If you’ve ever sat in a therapist’s chair wondering if those bullies from junior high are responsible for your adult depression, a study published earlier this week in the British Medical Journal lends weight to your theory.
Researchers in the U.K. found that children who reported being bullied at age 13 were nearly three times more likely to experience depression at age 18 that peers who weren’t bullied. The researchers analyzed data from the Avon Longitudinal Study of Parents and Children, which followed 6,472 individuals from birth or early childhood to adulthood. Each participant was asked about bullying at age 13, and then tested for depression at age 18.
As 13 year-olds, participants reported whether they’d experienced bullying behaviors such as being called nasty names, receiving threats, getting hit or beaten up, or having lies spread about them; and how many times they experienced each type of abuse. At 18, the subjects answered questions about symptoms of depression. If results did indicate depression, the subject was asked how long he or she had been feeling sad, miserable or depressed. Of the participants who reported frequent victimization at age 13, 14.8 percent were depressed at 18.

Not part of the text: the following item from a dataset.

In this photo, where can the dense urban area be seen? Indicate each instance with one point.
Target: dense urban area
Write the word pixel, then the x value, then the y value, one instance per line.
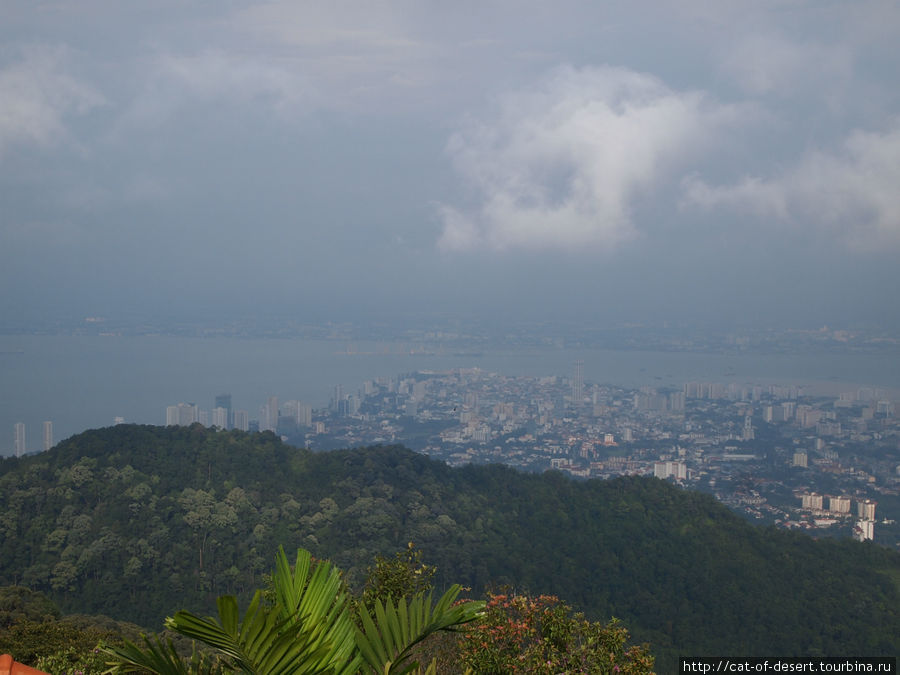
pixel 823 464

Of course, a correlation between being bullied and becoming depressed doesn’t prove causation. But the researchers refined their results thanks to two decades worth of data on the subjects and their families. They adjusted for behavioral problems, exposure to stressful events or abuse in early childhood, and family characteristics such as maternal education, parents’ occupations and social class. The report calculates that 29.2 percent of the total risk of depression at age 18 could be explained by peer bullying in adolescence.
In an editorial accompanying the report, Maria Ttofi, psychological criminologist, at the University of Cambridge writes that based on this report and previous research “peer victimization significantly predicts depression.”
Her takeaway: parents and teachers need to take action. Ttofi notes that when asked, most adolescents in the study said they never told an adult about being bullied. “Parents and teachers need to…proactively ask children about school experiences beyond academic matters,” she writes. “Young people themselves need to endorse anti-bullying attitudes…and learn the importance of not internalizing the victim identity.”
According to the National Institutes of Health, 6.7 percent of American adults experience major depression each year. The World Health Organization calls depression "a leading cause of disability worldwide."